Here's an article showing the worrisome effects of these types of osmotic effects, in this case by glycerol. I haven't looked at the full text of this article, but the abstract mentions the liver-ATP-depleting effect of glycerol (similar to the effect of fructose) and basically is saying glycerol may be increasing blood-brain-barrier permeability and thereby allowing more glucose uptake into the brain. That helps explain some of these sort of very-short-term beneficial effects of glycerol, in the old articles using it to treat hypoperfusion following stroke, and also some of the adverse effects. I remember reading something about the blood-brain barrier permeabilizing effects of glycerol. It also interferes with astrocyte volume regulation, and the authors mention the hyponatremic effect. The combination of hemolysis, volume depletion, and hyponatremia could certainly explain this old article that discusses glycerol-induced hemorrhages in animals (http://www.ncbi.nlm.nih.gov/pubmed/13621341). Acute volume depletion can cause a hemorrhage, and that technique used to be used in animal models of hemorrhages (to induce a hemorrhage experimentally). Here's that article (it mentions the increases in the products of glycolysis that glycerol can induce):
http://www3.interscience.wiley.com/journal/119571924/abstract
(pubmed unique id: http://www.ncbi.nlm.nih.gov/pubmed/7193713)
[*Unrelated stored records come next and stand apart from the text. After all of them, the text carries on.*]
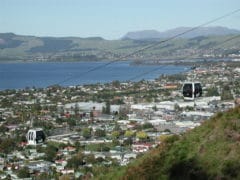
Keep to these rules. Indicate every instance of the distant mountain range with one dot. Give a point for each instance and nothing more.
(202, 31)
(197, 43)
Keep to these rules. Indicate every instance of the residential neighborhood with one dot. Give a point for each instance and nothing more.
(78, 131)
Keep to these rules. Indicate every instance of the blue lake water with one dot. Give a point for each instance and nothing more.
(22, 75)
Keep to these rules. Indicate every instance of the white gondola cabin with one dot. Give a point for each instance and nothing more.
(35, 136)
(191, 90)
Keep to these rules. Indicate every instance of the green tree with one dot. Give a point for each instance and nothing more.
(100, 133)
(23, 173)
(76, 161)
(50, 152)
(115, 134)
(129, 133)
(86, 133)
(141, 135)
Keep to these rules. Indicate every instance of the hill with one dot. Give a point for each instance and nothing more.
(210, 151)
(202, 31)
(31, 48)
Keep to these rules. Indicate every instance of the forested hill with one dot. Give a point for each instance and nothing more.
(31, 48)
(210, 151)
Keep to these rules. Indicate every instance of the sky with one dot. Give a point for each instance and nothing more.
(111, 19)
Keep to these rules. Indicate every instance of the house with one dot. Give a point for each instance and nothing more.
(141, 147)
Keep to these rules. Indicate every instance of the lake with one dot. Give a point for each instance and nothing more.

I'm not saying all of these sugars or sugar alcohols are equally potent in inducing adenine nucleotide depletion or osmotic effects, because they aren't. That's one of the things that's interesting. For example, in this article, 5 mM xylulose produced twice as large a percentage of adenine nucleotide depletion as 5 mM xylitol did, but xylitol is actually converted into xylulose by xylitol dehydrogenase (maybe there's a more generic name for this enzyme now) (http://www.jbc.org/cgi/content/abstract/246/24/7623 OR http://www.ncbi.nlm.nih.gov/pubmed/4332557?dopt=Abstract). Here's the article:
http://www.fasebj.org/cgi/content/abstract/3/7/1855
(pubmed id: http://www.ncbi.nlm.nih.gov/pubmed/2523832?dopt=Abstract)
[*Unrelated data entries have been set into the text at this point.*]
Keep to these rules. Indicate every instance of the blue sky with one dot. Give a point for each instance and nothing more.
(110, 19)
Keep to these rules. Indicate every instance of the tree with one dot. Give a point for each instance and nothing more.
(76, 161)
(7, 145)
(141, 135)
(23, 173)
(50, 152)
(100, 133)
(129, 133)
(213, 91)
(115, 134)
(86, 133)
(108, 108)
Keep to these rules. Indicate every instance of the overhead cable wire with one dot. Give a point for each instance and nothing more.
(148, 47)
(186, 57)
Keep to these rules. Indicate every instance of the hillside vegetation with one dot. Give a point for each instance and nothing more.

This reaction generates reducing equivalents (NADH), but the conversion of xylulose into xylulose-5-phosphate consumes ATP. That would help explain the difference, I guess. Normally, one doesn't think of a single enzymatic step as being that important and potentially producing such a big effect, given that the activities of so many enzymes consume ATP. But that's one of the interesting things about these different sugars, the way bypassing one step can produce these drastically different effects. It's partly the amounts of the sugars, the concentrations. These studies are done in millimolar concentrations, and those are very high concentrations (physiologically speaking). In any case, I know some of this is subjective.